After they make their first choice, some assumptions are made about what is
behind the other curtains. These assumptions aggregate into a mental model of
expectations. It may not fit the site map at all, and that may not matter as
long as their assumptions are at least correct enough for them to successfully
use the site.
I also love the "muscle memory" analogy. It is a great one.
-----Original Message-----
From: PeterV [mailto:peter at poorbuthappy.com]
Sent: Friday, April 12, 2002 11:27 AM
To: Mike.Steckel at SEMATECH.Org; ErStewart at nea.org; sigia-l at asis.org
Subject: RE: [Sigia-l] IA myths: conceptual model of navigation - was:
mix ing applesand oranges and tomatoes
I said:
> Which to me seem one of the great myths of IA: this whole
building-a-conceptual-model-of-the-navigation business.
and then Erin said:
>"As a user, I have "muscle memory" about where to click on a page (e.g., which
>portlet or tile) to accomplish certain actions or find certain info, but this
>doesn't translate to a "conceptual model of navigation" at
>all. Similarly, the
>convention of left-hand taxonomy doesn't help the user navigate per se -
>it only
>helps us (sometimes) discover and recall the availability of content and it's
>granularity."
And then Mike said:
>Interesting point I have never considered. I might say that your "muscle
>memory"
>is based on certain expectations you have developed semi-consciously while
>using
>a certain site. I don't think users develop a very full picture of what a site
>may contain and where something might be, but instead that they make their
>choices of what's behind a certain label based on how they think a site is
>organized. This comes from evaluating a certain choice as compared to the
>other
>available choices. The vague model comes from this evaluation of available
>options.
My turn :)
I love the "Muscle memory" metaphor for how users retrace their paths
through a website. Good one Erin, that's definitely an example of a
*useful* metaphor. It's gonna be a classic I'm sure.

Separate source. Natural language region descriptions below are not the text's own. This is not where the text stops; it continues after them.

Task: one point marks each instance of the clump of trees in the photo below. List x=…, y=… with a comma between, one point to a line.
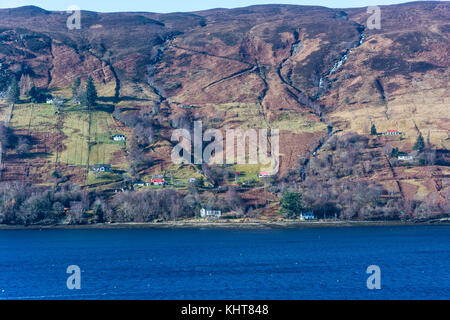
x=90, y=93
x=150, y=205
x=13, y=94
x=328, y=186
x=25, y=204
x=291, y=204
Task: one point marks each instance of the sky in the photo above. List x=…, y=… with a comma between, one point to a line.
x=164, y=6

When Mike says: "[...] evaluating a certain choice as compared to the other
available choices", I don't agree. I don't believe (right now) users
evaluate when using website. They satisfice - ie. pick the first choice
available. Check out naturalistic decision making theory (try Google, can't
find my links right now) for more on this.
Data point: I'm sure we've all seen users move between different sites
without realising they're on a separate site. This argues against the
"conceptual model of navigation" model.